Following industry feedback, the U.S. Department of Housing and Urban Development issued guidance to its Hub and Field Offices on June 26, 2013, to modify Housing Notice H 2013-17, which deals with the developer fees and loan proceeds in the prepayment and refinancing of Section 202 direct loans.
The purpose of the Section 202 Direct Loan Program is to provide direct, federal loans to assist private, nonprofit corporations and consumer cooperatives in the development of new or substantially rehabilitated housing and related facilities to serve the elderly, physically handicapped, developmentally disabled or chronically mentally ill.

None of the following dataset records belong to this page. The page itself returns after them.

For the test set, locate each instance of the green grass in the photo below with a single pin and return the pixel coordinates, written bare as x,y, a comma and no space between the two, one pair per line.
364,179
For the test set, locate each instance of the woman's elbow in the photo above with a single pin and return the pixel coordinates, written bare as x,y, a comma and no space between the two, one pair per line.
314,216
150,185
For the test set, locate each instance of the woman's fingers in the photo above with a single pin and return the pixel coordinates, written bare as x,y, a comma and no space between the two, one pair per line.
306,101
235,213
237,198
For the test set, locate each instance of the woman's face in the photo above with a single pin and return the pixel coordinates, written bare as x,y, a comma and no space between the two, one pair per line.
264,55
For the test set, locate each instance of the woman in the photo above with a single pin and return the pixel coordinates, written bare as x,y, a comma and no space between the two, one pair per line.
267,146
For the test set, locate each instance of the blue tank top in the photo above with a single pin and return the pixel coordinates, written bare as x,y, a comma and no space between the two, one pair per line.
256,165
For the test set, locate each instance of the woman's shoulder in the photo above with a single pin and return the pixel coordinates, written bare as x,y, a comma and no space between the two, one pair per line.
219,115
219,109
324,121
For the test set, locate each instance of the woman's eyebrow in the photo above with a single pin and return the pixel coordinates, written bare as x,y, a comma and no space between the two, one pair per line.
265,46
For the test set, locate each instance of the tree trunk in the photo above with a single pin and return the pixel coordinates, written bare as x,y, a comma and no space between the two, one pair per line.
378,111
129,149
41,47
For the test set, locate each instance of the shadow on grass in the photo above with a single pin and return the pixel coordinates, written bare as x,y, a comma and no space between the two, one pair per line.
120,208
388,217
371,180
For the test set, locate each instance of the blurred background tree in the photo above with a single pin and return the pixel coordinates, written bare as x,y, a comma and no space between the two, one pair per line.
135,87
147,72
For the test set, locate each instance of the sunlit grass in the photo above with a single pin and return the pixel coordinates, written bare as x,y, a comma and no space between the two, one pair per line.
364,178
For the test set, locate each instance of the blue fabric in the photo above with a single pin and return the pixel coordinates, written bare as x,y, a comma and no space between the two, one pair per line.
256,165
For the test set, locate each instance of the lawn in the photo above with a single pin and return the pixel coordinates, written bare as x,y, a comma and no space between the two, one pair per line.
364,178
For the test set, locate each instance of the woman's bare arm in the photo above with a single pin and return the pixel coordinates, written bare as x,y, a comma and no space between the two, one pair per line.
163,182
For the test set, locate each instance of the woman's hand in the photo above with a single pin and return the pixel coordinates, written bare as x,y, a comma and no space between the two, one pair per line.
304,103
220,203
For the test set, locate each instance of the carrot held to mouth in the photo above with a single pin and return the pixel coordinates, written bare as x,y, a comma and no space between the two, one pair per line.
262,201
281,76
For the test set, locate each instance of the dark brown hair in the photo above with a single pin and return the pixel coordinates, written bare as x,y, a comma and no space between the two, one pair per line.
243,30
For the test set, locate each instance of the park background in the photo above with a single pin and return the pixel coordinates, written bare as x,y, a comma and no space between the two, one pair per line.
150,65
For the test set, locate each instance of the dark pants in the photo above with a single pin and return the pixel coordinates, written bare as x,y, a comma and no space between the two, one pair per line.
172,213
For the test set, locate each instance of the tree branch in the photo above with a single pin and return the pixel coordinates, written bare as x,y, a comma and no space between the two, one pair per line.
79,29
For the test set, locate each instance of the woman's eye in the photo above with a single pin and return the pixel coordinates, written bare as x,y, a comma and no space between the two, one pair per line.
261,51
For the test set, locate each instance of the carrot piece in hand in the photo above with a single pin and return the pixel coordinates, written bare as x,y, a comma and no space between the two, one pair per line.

Any borrower using Section 223(f) to refinance such loans after the issuance of the notice will be subject to the language issued in the June 26, 2013, guidance.
Under the guidance, nonprofit borrowers/owners may have a developer fee as part of the operating expenses and may also take cash-out if the property has at or below market rents. If the property has above market rents, the nonprofit borrower/owner may only take a developer fee but no cash-out. Refinancing applications submitted under the Low Income Housing Tax Credit Pilot or the Rental Assistance Demonstration (RAD) Program may have a developer fee. For all other 202 refinancing through Section 223(f), only loan proceeds above the refinancing amount and below the 80 percent loan-to-value threshold may be used for a developer fee, with other proceeds being placed back into property improvements or reserves.
The guidance also offers clarification on the use of loan refinance proceeds at additional HUD-assisted properties located in different geographic markets.